S・ワクセル

『ベーリングの大探検』
S・ワクセル(平林広人訳) 『ベーリングの大探検』
世界教養全集23, 平凡社, 1961
 
S・ワクセル (Sven Waxell, 1701~1762) はスウェーデン人で、ロシア海軍に入り1733~49年のベーリングの探検航海で副官を務めた。

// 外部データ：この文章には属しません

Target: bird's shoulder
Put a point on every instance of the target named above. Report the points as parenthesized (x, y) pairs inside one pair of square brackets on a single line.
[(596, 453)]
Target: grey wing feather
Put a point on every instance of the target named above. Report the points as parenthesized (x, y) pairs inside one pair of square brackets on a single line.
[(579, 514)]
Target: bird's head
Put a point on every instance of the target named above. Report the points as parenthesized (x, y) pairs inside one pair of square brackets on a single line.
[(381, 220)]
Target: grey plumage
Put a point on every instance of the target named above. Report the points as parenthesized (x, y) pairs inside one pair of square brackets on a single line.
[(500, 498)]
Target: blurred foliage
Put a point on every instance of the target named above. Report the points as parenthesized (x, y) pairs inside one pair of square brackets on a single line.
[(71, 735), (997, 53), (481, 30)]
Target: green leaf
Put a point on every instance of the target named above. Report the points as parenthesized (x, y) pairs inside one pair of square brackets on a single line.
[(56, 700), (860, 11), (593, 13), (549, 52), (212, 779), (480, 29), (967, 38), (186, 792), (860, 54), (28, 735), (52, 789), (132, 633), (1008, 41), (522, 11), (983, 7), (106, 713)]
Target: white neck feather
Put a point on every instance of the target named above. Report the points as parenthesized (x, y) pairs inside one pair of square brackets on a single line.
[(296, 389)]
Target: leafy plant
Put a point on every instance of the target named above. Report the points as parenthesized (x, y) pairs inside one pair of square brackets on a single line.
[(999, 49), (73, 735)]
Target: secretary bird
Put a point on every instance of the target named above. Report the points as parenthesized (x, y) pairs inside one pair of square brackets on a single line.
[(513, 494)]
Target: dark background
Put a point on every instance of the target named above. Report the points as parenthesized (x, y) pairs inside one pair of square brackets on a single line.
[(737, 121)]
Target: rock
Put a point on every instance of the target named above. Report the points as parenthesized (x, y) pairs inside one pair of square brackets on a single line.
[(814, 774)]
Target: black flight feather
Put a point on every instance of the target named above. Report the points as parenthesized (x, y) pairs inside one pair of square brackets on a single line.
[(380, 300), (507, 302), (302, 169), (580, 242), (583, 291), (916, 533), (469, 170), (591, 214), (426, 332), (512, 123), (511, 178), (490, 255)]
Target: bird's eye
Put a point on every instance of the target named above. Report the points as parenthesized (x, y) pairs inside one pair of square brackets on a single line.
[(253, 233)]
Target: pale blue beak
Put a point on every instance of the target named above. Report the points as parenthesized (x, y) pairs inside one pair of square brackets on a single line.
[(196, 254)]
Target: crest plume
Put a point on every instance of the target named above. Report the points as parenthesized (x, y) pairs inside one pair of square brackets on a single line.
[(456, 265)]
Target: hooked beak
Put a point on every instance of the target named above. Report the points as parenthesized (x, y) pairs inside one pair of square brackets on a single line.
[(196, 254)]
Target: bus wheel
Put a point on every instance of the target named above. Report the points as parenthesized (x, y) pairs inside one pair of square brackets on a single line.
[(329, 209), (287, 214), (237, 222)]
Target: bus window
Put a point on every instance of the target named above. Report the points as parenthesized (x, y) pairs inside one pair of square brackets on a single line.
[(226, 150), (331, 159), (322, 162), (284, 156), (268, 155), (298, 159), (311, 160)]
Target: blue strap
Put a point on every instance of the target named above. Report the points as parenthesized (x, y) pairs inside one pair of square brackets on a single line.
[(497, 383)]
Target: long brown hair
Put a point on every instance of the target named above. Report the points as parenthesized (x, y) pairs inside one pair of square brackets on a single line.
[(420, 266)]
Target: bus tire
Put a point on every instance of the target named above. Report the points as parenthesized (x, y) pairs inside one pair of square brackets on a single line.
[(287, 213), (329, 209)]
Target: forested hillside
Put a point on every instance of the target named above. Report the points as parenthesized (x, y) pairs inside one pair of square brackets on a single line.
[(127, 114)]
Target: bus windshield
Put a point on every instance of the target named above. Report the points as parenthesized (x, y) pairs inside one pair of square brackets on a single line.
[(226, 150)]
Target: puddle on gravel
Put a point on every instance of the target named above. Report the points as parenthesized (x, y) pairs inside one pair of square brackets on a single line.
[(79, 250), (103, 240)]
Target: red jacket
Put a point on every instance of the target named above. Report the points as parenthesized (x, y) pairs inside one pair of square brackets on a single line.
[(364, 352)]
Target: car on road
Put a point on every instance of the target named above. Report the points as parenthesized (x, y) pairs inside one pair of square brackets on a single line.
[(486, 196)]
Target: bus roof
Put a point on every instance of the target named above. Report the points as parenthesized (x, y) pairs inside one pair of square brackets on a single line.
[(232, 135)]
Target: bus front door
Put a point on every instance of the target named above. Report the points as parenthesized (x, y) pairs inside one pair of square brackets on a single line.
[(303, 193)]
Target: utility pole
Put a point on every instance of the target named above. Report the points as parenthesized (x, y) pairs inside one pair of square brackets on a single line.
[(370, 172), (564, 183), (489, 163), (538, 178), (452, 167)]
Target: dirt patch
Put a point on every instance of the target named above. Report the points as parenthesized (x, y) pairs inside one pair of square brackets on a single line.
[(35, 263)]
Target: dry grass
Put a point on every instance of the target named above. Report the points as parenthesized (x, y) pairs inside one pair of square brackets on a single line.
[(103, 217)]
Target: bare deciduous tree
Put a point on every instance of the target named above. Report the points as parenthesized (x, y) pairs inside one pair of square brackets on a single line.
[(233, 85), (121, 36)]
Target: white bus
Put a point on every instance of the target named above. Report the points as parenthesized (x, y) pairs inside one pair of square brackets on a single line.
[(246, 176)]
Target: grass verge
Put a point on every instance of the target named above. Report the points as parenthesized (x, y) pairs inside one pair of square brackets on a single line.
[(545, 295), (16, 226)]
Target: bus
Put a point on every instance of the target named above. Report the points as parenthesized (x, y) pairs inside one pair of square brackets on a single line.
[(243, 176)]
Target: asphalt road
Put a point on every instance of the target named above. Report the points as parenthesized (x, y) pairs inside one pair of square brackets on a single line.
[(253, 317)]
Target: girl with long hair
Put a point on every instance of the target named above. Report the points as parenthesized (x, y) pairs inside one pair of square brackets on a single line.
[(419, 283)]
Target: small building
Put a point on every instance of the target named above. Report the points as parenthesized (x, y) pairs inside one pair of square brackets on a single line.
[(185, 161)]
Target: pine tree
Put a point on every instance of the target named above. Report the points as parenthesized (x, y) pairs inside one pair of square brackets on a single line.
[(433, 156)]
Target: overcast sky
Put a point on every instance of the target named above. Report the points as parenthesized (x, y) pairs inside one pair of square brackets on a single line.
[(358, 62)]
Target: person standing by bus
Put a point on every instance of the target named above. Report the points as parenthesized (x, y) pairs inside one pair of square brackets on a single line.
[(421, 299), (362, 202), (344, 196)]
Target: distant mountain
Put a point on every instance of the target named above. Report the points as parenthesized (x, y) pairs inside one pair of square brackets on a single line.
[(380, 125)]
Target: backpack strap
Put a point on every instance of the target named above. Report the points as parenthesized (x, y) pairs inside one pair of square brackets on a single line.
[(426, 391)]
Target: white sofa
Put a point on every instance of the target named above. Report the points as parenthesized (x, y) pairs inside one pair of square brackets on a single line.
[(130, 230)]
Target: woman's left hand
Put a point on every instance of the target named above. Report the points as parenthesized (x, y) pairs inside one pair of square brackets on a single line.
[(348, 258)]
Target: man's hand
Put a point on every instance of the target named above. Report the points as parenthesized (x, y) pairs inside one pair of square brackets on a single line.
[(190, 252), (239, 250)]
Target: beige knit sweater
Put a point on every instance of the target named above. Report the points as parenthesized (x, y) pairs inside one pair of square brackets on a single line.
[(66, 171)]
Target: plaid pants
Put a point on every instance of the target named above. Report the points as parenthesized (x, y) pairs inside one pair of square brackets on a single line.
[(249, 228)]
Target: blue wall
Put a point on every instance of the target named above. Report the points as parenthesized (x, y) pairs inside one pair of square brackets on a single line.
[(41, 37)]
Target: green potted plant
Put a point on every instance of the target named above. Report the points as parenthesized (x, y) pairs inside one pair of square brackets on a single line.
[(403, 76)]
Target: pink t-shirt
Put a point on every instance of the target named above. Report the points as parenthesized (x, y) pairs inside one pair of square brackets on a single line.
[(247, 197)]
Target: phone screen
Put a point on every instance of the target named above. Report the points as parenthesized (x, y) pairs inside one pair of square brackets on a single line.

探検の一環として、1739(元文4)年には日本遠征が行なわれ、スパンベヤ司令の第一船「天使長ミカエル」号とワルトン副指令が率いる第二船「希望」号がはぐれ、別々に日本人と接触した。
 


元文の黒船 ― 仙台藩異国船騒動記

 

すると二隻の漁船がこぎ寄せてきた。漁民が船に上がってきて、新鮮な魚、米、大きいタバコの葉、塩漬けにしたキュウリなどをはじめいろいろな小さい売り物をひろげた。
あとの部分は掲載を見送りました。